Both of my primary digital cameras now have the ability to save a full-sized JPEG image along with the corresponding RAW file. So I’ve taken to setting them both up the same way: with the JPEG stored as B&W, high contrast, and the color balance set to “AUTO” or “Daylight.”
This buys me a couple of things besides the obvious one: B&W photos that are B&W out of the box. It gives me the option of later tweaking the B&W conversion from the RAW files, but also — and I’ve found this to be genuinely useful — a strong, contrasty image on the preview screen that reads well in bright or dark conditions — even if I’m shooting in color.

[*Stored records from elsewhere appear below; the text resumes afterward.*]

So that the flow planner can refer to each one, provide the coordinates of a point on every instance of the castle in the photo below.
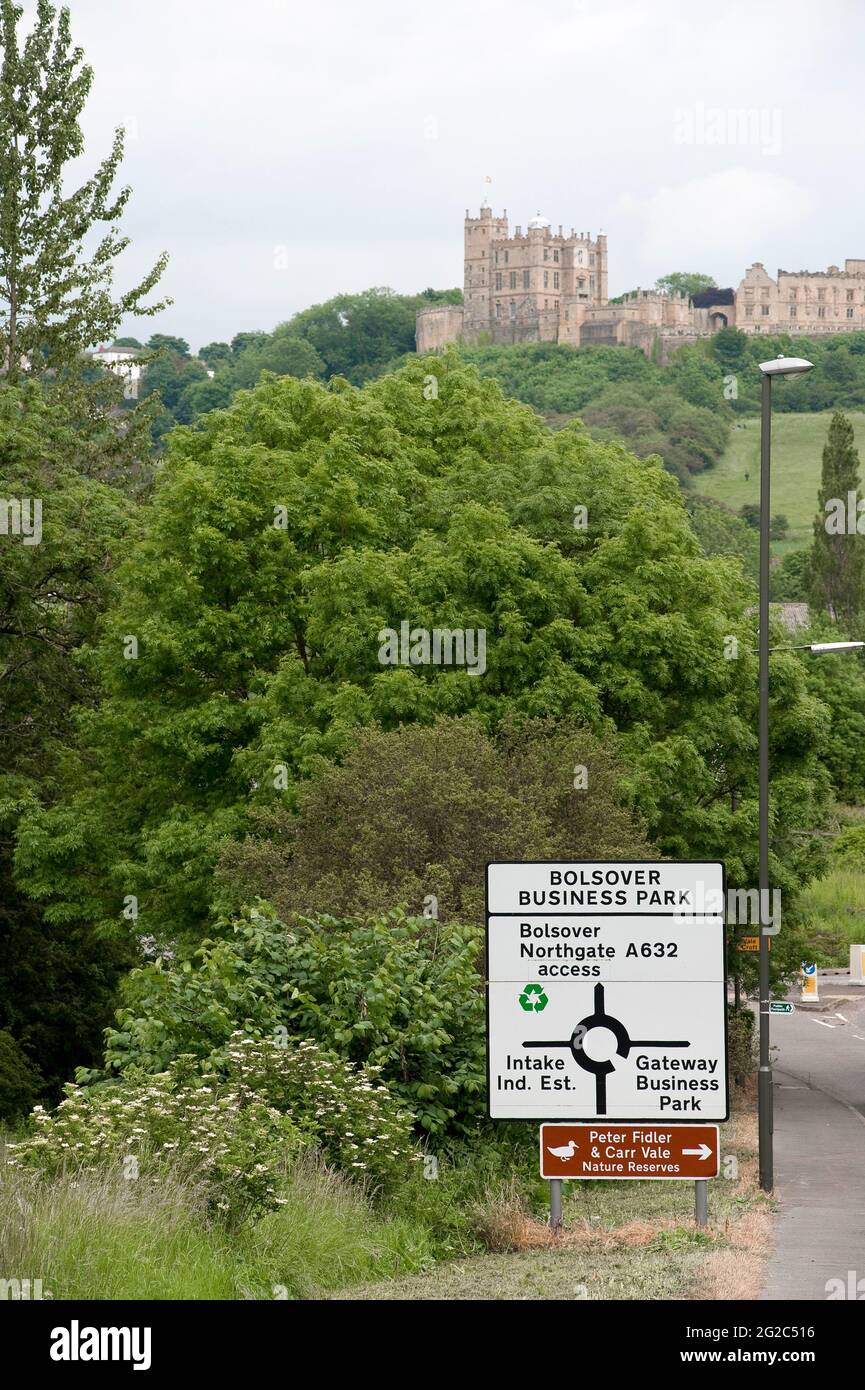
(544, 287)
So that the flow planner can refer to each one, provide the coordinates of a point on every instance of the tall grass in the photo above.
(835, 911)
(100, 1236)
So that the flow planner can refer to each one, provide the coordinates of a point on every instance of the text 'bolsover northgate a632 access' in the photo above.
(607, 991)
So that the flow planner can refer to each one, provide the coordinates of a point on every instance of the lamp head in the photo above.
(782, 366)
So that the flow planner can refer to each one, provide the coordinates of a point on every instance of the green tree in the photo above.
(684, 282)
(56, 288)
(288, 531)
(166, 342)
(56, 979)
(837, 558)
(419, 811)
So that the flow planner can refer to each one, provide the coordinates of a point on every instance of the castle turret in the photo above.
(479, 235)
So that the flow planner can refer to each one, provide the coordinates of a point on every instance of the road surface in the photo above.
(819, 1148)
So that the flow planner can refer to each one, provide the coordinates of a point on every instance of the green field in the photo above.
(797, 446)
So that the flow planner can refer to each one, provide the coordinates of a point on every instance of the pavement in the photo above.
(819, 1147)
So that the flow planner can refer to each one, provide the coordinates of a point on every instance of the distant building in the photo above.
(121, 360)
(803, 302)
(544, 287)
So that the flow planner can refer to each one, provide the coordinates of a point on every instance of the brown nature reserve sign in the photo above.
(637, 1151)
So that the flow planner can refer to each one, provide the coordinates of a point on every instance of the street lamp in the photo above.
(779, 366)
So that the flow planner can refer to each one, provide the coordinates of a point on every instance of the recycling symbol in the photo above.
(533, 998)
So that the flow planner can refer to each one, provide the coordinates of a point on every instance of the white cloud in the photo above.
(722, 221)
(263, 123)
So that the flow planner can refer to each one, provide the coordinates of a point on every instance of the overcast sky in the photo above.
(285, 152)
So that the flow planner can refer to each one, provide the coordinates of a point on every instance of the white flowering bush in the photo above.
(356, 1122)
(230, 1139)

The punchy B&W preview is useful as a strong litmus test about the immediate readability of an image. Not that all pictures need a crisp graphic style, but when they do, the B&W preview shows it.
When I worked a lot on TV commercials we would keep a bad B&W TV set around for previewing. There was a $3000 13-inch color studio monitor next to it. The B&W set was placed there by our postproduction color timing expert, who always wanted to preview everything on it to be sure the results of his work were truly readable.
In January and February of each year the light here in the Valley breaks in a consistent and spectacularly unique way. In the morning, on somewhat overcast days, the morning warm breaks-open a slot in the cloud cover to the East, above Mount Hamilton near San Jose. The light pours through the narrow opening at a shallow angle, aboveSan Jose to strike us here, in Santa Clara.
In the evenings, the cloud cover cracks against the Santa Cruz mountains to the west, above Saratoga and Cupertino, and the light, again, beams through the slot to strike right here.
Low, direct sunlight, shining on an otherwise overcast day. You couldn’t buy this kind of light, and it’s here every year.